Pippal believes that the government needs to force the blossoming corporate sector to introduce positive discrimination schemes of the kind which have existed in the public sector for decades.

‘The government believes the scheduled caste [the official term for Dalits] is coming up, that the caste system is disappearing. That is wrong. The gap between the scheduled castes and the higher castes is increasing,’ Pippal said. ‘Lower castes are still very poor. Without money it’s hard to take advantage of the new opportunities, so they stay poor and everyone else gets richer.’

Pippal became conscious of his status on the first day at school. His teachers would mutter in his direction: ‘You people are ill-educated, badly dressed and don’t know how to behave’. Consigned to do the jobs no one else wants – latrine-cleaners and roadsweepers – Dalits have traditionally been forbidden from touching the food or water of upper castes. Pippal, 56, remembers how teachers would never ask him to bring them water or invite him to eat with them, as they did other higher-caste pupils.

‘I responded by deciding I had to be better than the others – cleverer, better dressed, better behaved, more successful,’ he said. But the snubs and subtle insults have lasted a lifetime. His surname identifies him as a Dalit, so when he opened his first company he called it ‘People’s Export’ – which sounded about the same, but did not have the same negative connotations.

When he opened his hospital in 2004, it was difficult to recruit high-caste doctors, many of whom would not contemplate working under him. Because the hospital, a few kilometres from the Taj Mahal, swiftly gained a reputation, attitudes changed and he now employs 25 upper-caste doctors. Even now, several of the Dalit doctors avoid revealing their surname, relying on initials so that they don’t alarm higher-caste patients.

When the oldest of his five sons said that he was engaged to a girl from a higher caste, Pippal was happy that his son had found someone he loved. Her parents, too, made no objection to the match, but a few days later about 100 people from her community arrived at Pippal’s flat, threatening to kill the girl’s parents if the marriage went ahead. ‘I told my son that he would destroy their whole family if he persisted in the marriage, and he understood,’ Pippal said. The son recently married a Dalit doctor from his father’s hospital. ‘Now I believe my children should marry within their caste. It’s better that way.’

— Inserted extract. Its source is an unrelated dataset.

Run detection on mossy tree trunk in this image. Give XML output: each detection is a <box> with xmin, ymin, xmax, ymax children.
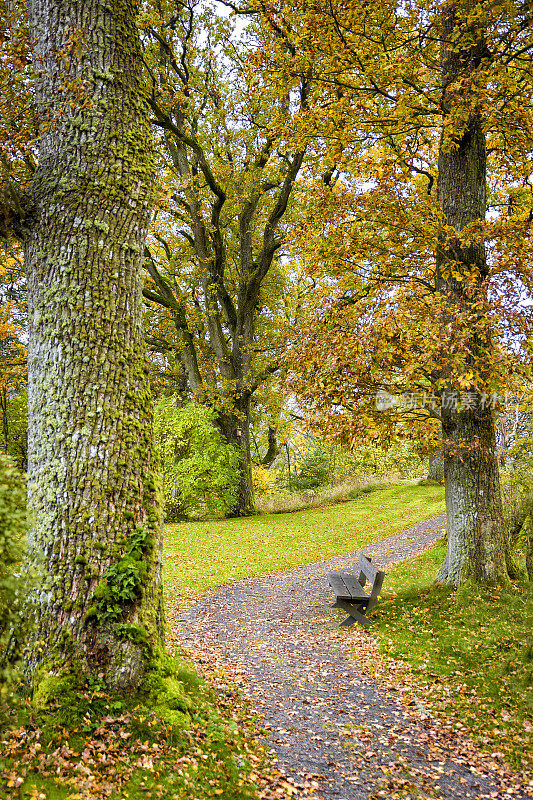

India has a number of Dalit role models who have battled their way to the top. This year KG Balakrishnan was sworn in as chief justice of India, the first Dalit to hold the post. Narendra Jadhav, the chief economist of India’s central bank, is a Dalit. Yet the social mobility which usually accompanies rapid economic growth has barely touched this 150 million-strong community, the bulk of whom remain deprived and oppressed. Dalits die sooner and are more likely to be malnourished, unemployed and murdered than others.

Pippal knows how exceptional his life has been when he meets his contemporaries from primary school. ‘All of my school friends of my caste are still sitting on a pavement making shoes,’ he said. ‘They are angry with the system, but what can they do?’